In the __\_\_main\_\___ block, we get the list of words to brute-force __[6]__ and then spin up a bunch of threads to do the brute-forcing.

# *__Kicking the Tires__*

OWASP has a list of vulnerable web applications, both online and offline, such as virtual machines and disk images, that you can test your tooling against. In this case, the URL referenced in the source code points to an intentionally buggy web application hosted by Acunetix. The cool thing about attacking these applications is that it shows you how effetive brute forcing can be.

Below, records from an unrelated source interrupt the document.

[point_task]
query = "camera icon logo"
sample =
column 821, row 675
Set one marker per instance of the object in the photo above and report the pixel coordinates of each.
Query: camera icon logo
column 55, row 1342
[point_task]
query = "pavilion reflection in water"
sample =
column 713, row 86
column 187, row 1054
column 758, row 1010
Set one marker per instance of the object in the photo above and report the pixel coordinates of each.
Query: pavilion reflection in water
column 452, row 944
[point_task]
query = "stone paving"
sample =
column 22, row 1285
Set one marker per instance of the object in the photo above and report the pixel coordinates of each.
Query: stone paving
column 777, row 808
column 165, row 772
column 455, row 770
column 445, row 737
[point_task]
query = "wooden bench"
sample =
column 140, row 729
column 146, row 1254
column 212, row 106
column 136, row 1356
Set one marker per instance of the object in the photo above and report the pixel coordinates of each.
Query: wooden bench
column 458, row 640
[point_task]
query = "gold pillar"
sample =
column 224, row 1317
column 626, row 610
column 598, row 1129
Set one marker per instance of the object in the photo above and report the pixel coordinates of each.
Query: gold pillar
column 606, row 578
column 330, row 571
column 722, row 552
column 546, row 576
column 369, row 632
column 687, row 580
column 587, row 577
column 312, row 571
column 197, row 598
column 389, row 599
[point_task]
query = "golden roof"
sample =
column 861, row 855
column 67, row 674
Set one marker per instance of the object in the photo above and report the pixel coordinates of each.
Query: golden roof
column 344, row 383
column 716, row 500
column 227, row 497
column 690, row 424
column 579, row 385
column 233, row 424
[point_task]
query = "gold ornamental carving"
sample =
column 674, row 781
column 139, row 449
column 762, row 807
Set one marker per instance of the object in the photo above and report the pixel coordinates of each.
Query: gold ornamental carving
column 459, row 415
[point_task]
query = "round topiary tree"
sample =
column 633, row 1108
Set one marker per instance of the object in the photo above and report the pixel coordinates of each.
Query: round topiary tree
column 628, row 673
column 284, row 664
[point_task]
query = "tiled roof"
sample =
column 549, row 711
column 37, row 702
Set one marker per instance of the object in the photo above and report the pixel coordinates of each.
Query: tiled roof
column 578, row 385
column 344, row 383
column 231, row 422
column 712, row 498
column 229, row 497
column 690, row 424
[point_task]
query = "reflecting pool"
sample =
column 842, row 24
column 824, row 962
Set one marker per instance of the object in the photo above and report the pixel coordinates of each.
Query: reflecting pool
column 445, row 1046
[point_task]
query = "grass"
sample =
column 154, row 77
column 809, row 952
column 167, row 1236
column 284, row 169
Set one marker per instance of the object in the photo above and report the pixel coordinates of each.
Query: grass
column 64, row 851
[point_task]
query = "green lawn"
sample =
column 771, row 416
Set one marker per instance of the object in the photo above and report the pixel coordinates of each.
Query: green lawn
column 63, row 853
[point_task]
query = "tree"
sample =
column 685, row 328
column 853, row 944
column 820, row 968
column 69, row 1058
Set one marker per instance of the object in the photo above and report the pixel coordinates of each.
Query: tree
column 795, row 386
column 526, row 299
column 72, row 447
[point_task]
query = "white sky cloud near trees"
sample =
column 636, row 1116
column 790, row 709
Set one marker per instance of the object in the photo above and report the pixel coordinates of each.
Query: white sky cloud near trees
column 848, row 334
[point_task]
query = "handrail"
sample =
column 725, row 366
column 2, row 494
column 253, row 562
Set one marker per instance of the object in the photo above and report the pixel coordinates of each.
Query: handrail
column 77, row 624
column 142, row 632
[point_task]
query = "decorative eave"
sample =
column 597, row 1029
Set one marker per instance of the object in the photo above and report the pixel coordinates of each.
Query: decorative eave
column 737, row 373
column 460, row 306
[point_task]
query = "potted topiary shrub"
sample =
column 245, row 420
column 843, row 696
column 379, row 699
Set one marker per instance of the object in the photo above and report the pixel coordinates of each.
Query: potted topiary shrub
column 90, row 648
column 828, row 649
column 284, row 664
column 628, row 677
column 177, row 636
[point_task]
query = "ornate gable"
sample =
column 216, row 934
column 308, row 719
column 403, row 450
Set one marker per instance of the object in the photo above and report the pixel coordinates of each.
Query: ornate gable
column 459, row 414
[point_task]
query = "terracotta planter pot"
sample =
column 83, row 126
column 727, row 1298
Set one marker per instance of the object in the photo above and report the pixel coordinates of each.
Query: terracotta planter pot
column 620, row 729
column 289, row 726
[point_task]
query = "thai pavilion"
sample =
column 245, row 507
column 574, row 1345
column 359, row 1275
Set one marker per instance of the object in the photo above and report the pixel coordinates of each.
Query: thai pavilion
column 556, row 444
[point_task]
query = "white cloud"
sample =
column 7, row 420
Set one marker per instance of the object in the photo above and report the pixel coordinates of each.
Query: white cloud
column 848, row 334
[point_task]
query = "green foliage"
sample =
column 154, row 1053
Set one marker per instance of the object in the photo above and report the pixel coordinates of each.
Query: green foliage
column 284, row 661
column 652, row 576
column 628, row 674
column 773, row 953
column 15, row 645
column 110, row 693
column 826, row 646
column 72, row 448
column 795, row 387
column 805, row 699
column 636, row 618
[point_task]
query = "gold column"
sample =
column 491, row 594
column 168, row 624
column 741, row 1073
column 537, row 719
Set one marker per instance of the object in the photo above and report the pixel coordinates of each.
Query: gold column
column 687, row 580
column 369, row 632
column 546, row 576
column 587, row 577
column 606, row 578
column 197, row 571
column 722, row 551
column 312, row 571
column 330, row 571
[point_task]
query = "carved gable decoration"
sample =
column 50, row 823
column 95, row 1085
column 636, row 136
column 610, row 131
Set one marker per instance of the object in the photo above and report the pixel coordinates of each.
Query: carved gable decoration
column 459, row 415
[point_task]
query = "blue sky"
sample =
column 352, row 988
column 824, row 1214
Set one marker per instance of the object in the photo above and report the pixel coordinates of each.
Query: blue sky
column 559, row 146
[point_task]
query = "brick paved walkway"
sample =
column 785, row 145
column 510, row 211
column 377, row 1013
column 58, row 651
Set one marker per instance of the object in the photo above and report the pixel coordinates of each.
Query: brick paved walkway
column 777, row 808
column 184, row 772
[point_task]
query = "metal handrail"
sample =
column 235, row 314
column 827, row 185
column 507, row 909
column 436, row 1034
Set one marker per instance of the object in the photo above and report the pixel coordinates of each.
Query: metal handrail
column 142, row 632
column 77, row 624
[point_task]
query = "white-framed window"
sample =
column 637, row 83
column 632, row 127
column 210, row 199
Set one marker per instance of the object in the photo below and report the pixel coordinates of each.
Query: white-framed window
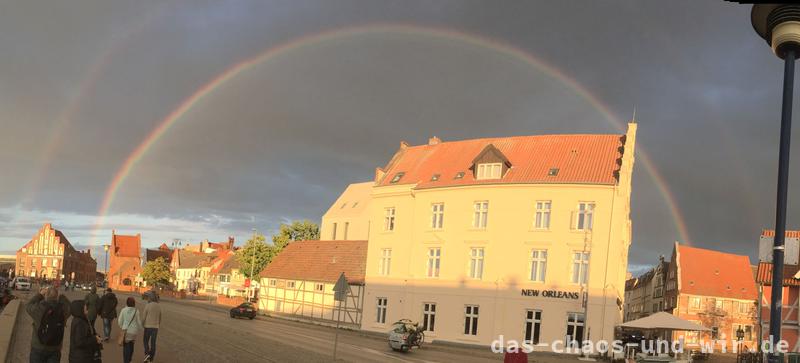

We recommend you set the __THREADS__ variable to something sane, such as 5, and run the script. A value too low will take a long time to run, while a high value can overload the server. In short order, you should start seeing results such as the following ones:
```
(bph) rick@kali:~/bhp/bhp$ python bruter.py
Press return to continue.
--snip--
Success (200: http://testphp.vulnweb.com/CVS/)
...............................................
Success (200: http://testphp.vulnweb.com/admin/).
.......................................................
```
If you want to see only the successes, since you used __sys.stderror__ to write the x and dot (.) characters, invoke the script and redirect __stderr__ to _/dev/null_ so that only the files you found are displayed on the console:
```
python bruter.py 2> /dev/null

Success (200: http://testphp.vulnweb.com/CVS/)
Success (200: http://testphp.vulnweb.com/admin/)
Success (200: http://testphp.vulnweb.com/index.php)
Success (200: http://testphp.vulnweb.com/index.bak)
Success (200: http://testphp.vulnweb.com/search.php)
Success (200: http://testphp.vulnweb.com/login.php)
Success (200: http://testphp.vulnweb.com/images)
Success (200: http://testphp.vulnweb.com/index.php)
Success (200: http://testphp.vulnweb.com/logout.php)
Success (200: http://testphp.vulnweb.com/categories.php)
```
Notice that we're pulling some interesting results from the remote website, some of which may surprise you. For example, you may find backup files or code snippets left behind by an overworked web developer. What could be in that __index.bak__ file? With that information, you can remove files that could provide an easy compromise of your application.